Benefícios do perdão
“Quando gostamos de nós mesmos, não permitimos que os outros controlem nossas emoções. O perdão é caminho para isso.” Wayne W. Dyer
“Você pode dar e receber perdão. Pode libertar-se de vícios, apegos e raivas – isto é, de qualquer bagagem que você não deseje conduzir para um lugar onde tudo é luz.” (3)
“Perdoar é cessar de ter raiva, de nutrir ressentimentos.
É também doação: ao perdoar, doamos entendimento, paciência, compreensão e o amor que purifica.
O perdão é para quem dá, não para quem recebe.
Quem perdoa tira de si, de seu coração e de sua alma, qualquer sentimento negativo que envolva ódio, mágoa ou desejo de vingança.
Quem perdoa, perdoa a si mesmo.” Octávio Caúmo Serrano
Em todo o Universo dois sentimentos nos aproximam: o Amor ou o ódio.

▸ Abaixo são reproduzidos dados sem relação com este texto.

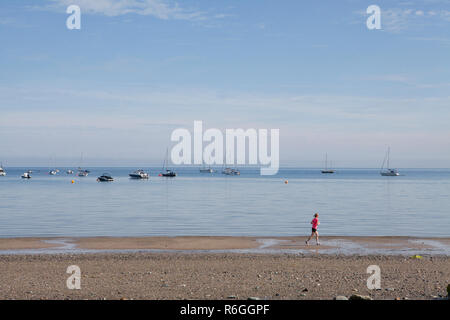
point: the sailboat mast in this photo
(389, 152)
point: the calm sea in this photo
(350, 202)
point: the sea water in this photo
(351, 202)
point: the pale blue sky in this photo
(138, 69)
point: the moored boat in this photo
(388, 172)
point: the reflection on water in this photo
(351, 202)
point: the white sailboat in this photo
(82, 172)
(165, 171)
(388, 172)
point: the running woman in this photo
(315, 224)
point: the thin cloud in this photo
(113, 8)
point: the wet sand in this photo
(220, 276)
(329, 245)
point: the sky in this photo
(138, 69)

O primeiro, traz liberdade e paz; o segundo, dores seculares.
Disso tivemos numerosas provas, em reuniões mediúnicas, por mais de trinta anos!

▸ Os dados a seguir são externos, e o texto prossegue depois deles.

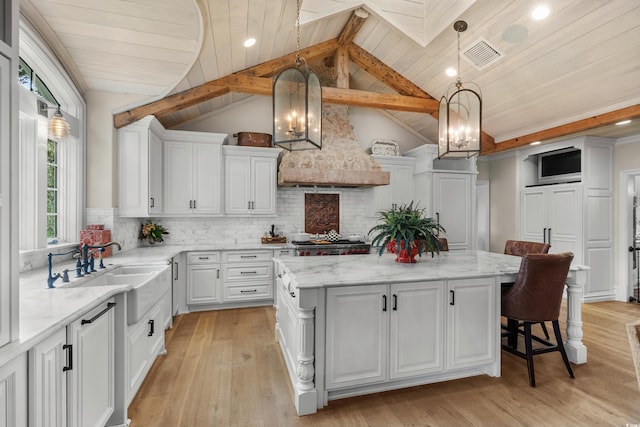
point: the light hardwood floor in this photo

Belos exemplos de perdão pleno
– Jesus, na hora extrema: “Pai, perdoa-lhes, porque não sabem o que fazem.” Lc, 23:34
– “Graças a Deus, não me lembro de ter revidado a menor ofensa que sofri, certamente objetivando, todas elas, o meu aprendizado. E não me recordo de que tenha, conscientemente, magoado a quem quer que fosse.” Chico Xavier
No filme ‘Um Canto de Esperança’ há diálogo de duas atrizes, diante dos algozes:
“– Você não os odeia?! Por que não?
– Tentei, mas não consigo odiar as pessoas. Quanto pior se comportam, mais sinto pena delas.”

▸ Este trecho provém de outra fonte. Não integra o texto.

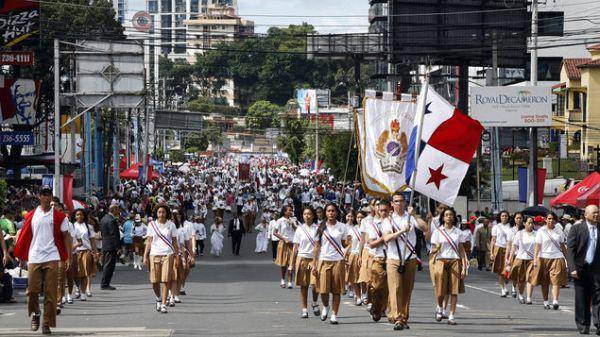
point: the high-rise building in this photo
(169, 18)
(121, 9)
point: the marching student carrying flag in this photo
(449, 139)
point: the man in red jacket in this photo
(43, 242)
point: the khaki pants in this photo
(378, 291)
(400, 289)
(47, 273)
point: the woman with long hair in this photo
(450, 263)
(216, 237)
(304, 241)
(354, 258)
(549, 260)
(286, 227)
(509, 262)
(500, 233)
(160, 253)
(85, 250)
(522, 250)
(328, 262)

O verdadeiro amor alia-se à compaixão.
Temos que aprender a amar assim, mas agimos como o velho caravaneiro: fazemos mau uso de nosso tempo na Terra, sendo que podemos, em todos os instantes, reescrever nosso destino, com a prática constante do bem.
Perdoar setenta vezes sete vezes – até que ofensas não nos aborreçam!
Referências
1 – TAHAN, Malba. Contos e Lendas Orientais: “O Livro do Destino e o Rancor”, (Júlio César de Melo e Sousa) Malba Tahan – Ref., jul/91, p. 198.
2 – KARDEC, Allan. O Livro dos Espíritos. Trad. Evandro Noleto Bezerra. 2. ed. 1.impr. Rio de Janeiro: FEB, 2011, q. 887, p. 533.
3 – RITCHIE, George G. e Elisabeth Sherrill. Voltar do Amanhã. Trad. Gilberto Campista Guarino. Rio de Janeiro: Nórdica, 1980, p.114.